I'd beware conflating "interpersonal skills" with "playing politics."
Certainly there is a spectrum there.
The subtext of your comment is that the companies you mention were somehow duped into promoting these bad engineers to executive roles
I did not mean it that way in general, but in one particular case both ran the company into the ground, one by picking a wrong (dying) market, the other by picking a poor acquisition target (the code base hiding behind a flashy facade sucked). I am not claiming that if the company promoted someone else they would have done a better job.
Second, I think that the "playing politics" part is true at some organizations but not at others.
If we define "playing politics as "using interpersonal relationships to one's own advantage and others' detriment", then I am yet to see a company with more than a dozen employees where this wasn't commonplace.
If we define "interpersonal skills" as "the art of presenting oneself in the best possible light", then some people are naturally more skilled at it than others and techies rarely top the list.

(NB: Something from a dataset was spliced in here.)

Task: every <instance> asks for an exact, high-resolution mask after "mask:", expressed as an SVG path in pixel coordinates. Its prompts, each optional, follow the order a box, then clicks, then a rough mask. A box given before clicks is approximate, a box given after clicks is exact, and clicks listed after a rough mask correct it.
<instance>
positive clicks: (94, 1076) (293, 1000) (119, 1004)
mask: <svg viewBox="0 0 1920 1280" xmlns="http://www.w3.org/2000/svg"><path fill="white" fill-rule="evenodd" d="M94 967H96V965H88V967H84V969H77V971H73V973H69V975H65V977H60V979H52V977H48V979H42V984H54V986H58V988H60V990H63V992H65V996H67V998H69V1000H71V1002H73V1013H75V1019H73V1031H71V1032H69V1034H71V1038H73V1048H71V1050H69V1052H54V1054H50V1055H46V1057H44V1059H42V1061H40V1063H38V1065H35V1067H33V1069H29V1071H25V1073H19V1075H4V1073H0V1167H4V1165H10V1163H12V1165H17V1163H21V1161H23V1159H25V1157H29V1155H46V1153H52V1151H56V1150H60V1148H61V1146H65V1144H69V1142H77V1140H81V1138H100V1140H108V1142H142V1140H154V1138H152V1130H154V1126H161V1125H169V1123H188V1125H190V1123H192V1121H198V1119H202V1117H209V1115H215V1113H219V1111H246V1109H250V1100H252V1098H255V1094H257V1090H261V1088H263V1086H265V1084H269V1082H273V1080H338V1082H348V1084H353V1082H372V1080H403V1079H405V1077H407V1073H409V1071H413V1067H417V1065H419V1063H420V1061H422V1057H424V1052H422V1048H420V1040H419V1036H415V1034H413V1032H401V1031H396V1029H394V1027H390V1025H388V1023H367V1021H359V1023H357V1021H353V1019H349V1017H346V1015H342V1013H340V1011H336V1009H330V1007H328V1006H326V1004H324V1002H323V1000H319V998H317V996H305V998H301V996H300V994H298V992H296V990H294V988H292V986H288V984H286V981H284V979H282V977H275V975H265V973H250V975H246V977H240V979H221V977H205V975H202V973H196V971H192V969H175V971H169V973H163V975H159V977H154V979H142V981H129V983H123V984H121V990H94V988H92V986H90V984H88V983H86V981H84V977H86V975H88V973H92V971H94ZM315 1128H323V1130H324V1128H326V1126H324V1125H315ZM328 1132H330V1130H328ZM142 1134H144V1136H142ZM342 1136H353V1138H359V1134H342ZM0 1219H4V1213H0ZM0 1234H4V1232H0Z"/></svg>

As for trusting the management to accurately figure out who actually deserves credit, I am not as optimistic. Dilbert workplaces are contagious and so very common. I'm glad that you managed to avoid getting stuck in one.
Dilbert workplaces are contagious and so very common.
I have a working hypothesis that it is, to a large degree, a function of size. Pretty much all huge companies are Dilbertian, very few tiny one are. It's more complicated than just that because in large companies people often manage to create small semi-isolated islands or enclaves with culture different from the surroundings, but I think the general rule that the concentration of PHBs is correlated with the company size holds.